Working-Class Media Needed in United States

The United States needs “a working-class media” to “recover” control of the national conversation about income inequality, class and race and their intersection, social justice journalist Carla Murphy told organized labor communicators.

Murphy said that without such a working-class media—now nonexistent except for the People’s World of Chicago and a few other outlets—the corporate class and its mischaracterizations, or worse, of workers still would dominate the national discussion. And that discussion also excludes the linkage between class and race, she told the International Labor Communications Association biennial convention.

Murphy keynoted the convention, which drew many of the nation’s top union communicators to the Tommy Douglas Conference Center in Silver Spring, Maryland, a Washington suburb, on Nov. 14–15.

The convention also featured panel presentations on new media and its uses, labor-community coalitions—with the successful fight against Missouri’s "right to work" law showcased—use of social media and online and offline organizing. Whole-group sessions saw two California union communicators explain how they changed the populace’s view of workers and unions in the Golden State, and a discussion on organizing to combat wage theft in Minnesota. An awards banquet honored the best labor journalism of calendar year 2018.

Murphy explained that labor media, if it grabs the opportunity, can refocus the socioeconomic discussion by addressing such issues as widespread anger at flat or declining incomes since 1970, why there should be “a view of power from the underside” of the income scale, and how the 1% abuses its control of politics and the economy. That anger spans races, incomes and political affiliation, she noted.

The void labor media could fill was created by the decline of the mainstream media—due to the collapse of revenues thanks to the Internet and the mushrooming explosion of alternative outlets such as blogs, cable channels, talk radio and Twitter. The anti-worker right has exploited that void, Murphy said. Workers and their allies have not.

“Media is an ecosystem to establish the terms of the debate” over the future of U.S. workers, she said, not just in terms of income but in terms of workplace control. “Fox and talk radio established that” ecosystem “for the Republicans.” But the United States needs funding to find, train and staff working-class people on their own media system, she added. “Organized labor should turn its attention to the mediascape in a massive way.”

“Labor is not present in the media,” and that means “it is ceding a power position” to the corporate elite, the right wing and their political allies, she pointed out.

But if and when labor decides, as a movement, to create its own alternative media ecosystem—the AFL-CIO was lobbied to do so in past years, but did not—it also must not make the same mistakes the mainstream media has in terms of who it hires and the perspectives they bring.

Murphy noted the nation’s remaining newsrooms remain overwhelmingly white, male and, now, college-educated. That’s even though the number of newsroom workers has declined by approximately half since 1990, federal data shows. Meanwhile, the number of social media workers more than tripled, and is now double newsroom employee rolls.

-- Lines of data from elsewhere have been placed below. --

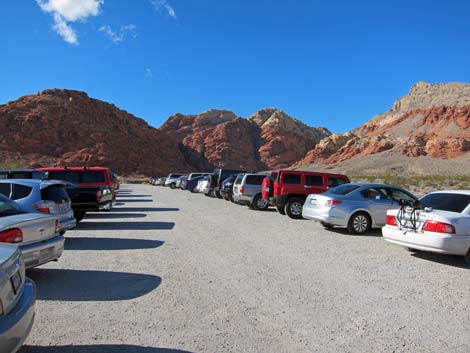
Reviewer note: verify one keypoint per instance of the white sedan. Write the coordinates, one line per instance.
(440, 224)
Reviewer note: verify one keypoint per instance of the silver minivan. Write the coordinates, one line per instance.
(247, 191)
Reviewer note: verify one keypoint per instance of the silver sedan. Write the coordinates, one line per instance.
(358, 206)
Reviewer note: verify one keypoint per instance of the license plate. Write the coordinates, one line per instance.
(16, 282)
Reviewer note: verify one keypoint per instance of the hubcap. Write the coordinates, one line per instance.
(360, 223)
(296, 209)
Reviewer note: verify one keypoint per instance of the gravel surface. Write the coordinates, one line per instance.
(170, 271)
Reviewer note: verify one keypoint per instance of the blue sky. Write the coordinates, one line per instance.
(327, 63)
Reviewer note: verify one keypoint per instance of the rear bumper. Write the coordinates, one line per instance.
(434, 242)
(37, 254)
(16, 326)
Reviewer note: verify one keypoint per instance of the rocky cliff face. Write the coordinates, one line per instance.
(64, 127)
(267, 139)
(433, 121)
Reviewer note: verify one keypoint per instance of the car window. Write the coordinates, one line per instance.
(5, 189)
(398, 195)
(343, 189)
(291, 178)
(254, 179)
(446, 201)
(54, 193)
(20, 191)
(335, 181)
(376, 194)
(8, 207)
(313, 180)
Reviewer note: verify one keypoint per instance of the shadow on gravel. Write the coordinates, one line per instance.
(125, 225)
(445, 259)
(82, 285)
(98, 348)
(110, 215)
(83, 243)
(370, 233)
(144, 209)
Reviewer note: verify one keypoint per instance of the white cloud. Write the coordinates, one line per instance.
(163, 4)
(65, 11)
(118, 36)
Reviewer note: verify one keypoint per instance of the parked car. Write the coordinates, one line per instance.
(22, 174)
(288, 189)
(247, 191)
(191, 184)
(46, 196)
(85, 176)
(87, 199)
(219, 175)
(226, 188)
(180, 180)
(440, 223)
(17, 298)
(37, 234)
(357, 206)
(171, 180)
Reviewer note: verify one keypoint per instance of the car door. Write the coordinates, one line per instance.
(378, 202)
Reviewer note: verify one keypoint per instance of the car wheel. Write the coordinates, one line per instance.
(294, 208)
(259, 203)
(280, 210)
(359, 223)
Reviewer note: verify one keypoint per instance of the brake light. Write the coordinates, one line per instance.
(438, 227)
(42, 209)
(331, 203)
(391, 220)
(13, 235)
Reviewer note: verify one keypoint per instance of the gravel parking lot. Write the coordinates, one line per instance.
(171, 271)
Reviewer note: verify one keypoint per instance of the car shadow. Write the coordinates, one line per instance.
(83, 225)
(91, 285)
(97, 348)
(144, 209)
(445, 259)
(110, 215)
(84, 243)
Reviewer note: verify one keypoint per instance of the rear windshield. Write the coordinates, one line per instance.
(54, 193)
(8, 207)
(342, 189)
(78, 176)
(255, 179)
(446, 201)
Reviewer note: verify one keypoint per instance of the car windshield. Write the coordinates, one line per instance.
(343, 189)
(446, 201)
(8, 207)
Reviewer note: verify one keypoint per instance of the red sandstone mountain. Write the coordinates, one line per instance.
(267, 139)
(64, 127)
(431, 122)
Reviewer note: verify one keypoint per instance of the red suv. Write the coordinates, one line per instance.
(288, 189)
(84, 176)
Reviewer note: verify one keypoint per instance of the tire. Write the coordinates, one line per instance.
(359, 223)
(280, 210)
(259, 203)
(79, 216)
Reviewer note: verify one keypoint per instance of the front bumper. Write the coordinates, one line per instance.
(16, 326)
(434, 242)
(37, 254)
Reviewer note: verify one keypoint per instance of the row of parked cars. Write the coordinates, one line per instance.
(37, 207)
(437, 222)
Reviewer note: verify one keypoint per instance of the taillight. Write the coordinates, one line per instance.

The demographics of the nation’s newspapers and TV networks—before everything broke up—did not reflect the nation’s population, she said. And they still don’t. Women and people of color are vastly underrepresented, and 80% of news media workers have college degrees, while only one-third of the population does. As a result, the views and even the regular lives of women, people of color and other minorities get and got short shrift, if they’re covered at all, she noted.

That fosters massive distrust of the mainstream media in the uncovered communities, Murphy said. And that mistrust predates the collapse of the mainstream media with the advent of the internet and its takeover of the mainstream’s revenues. It also predates the rise of the right-wing media ecosystem.

“But the internet also democratizes the media,” Murphy noted, both by lowering barriers to individuals entering the news stream and by letting people force to the fore topics the mainstream media previously ignored. She gave as an example the “turning point” of the Occupy movement, precursor to “Fight for 15 and a Union.” Both brought income inequality and the widening gap between the rich and the rest of us to the fore, Murphy noted.

They’ve stayed there ever since. But even when the mainstream media covered those issues, its outlets did so from the perspective of their readers—especially the 1%—and corporate advertisers. That gave workers little space or attention, she noted. That’s also where the labor press can come to the fore, Murphy said. It can do so not just in print and over the internet, but through social media, podcasts and other forms of new media. But it also needs to find—and to have somebody fund—“working-class reporters to write about working-class issues.”

Those issues transcend race, she stated. “The common interest” of working-class issues of income, wealth and imbalance of power “bonds the American working class more thoroughly than race-based residence,” segregation and other differences “divide us,” Murphy said.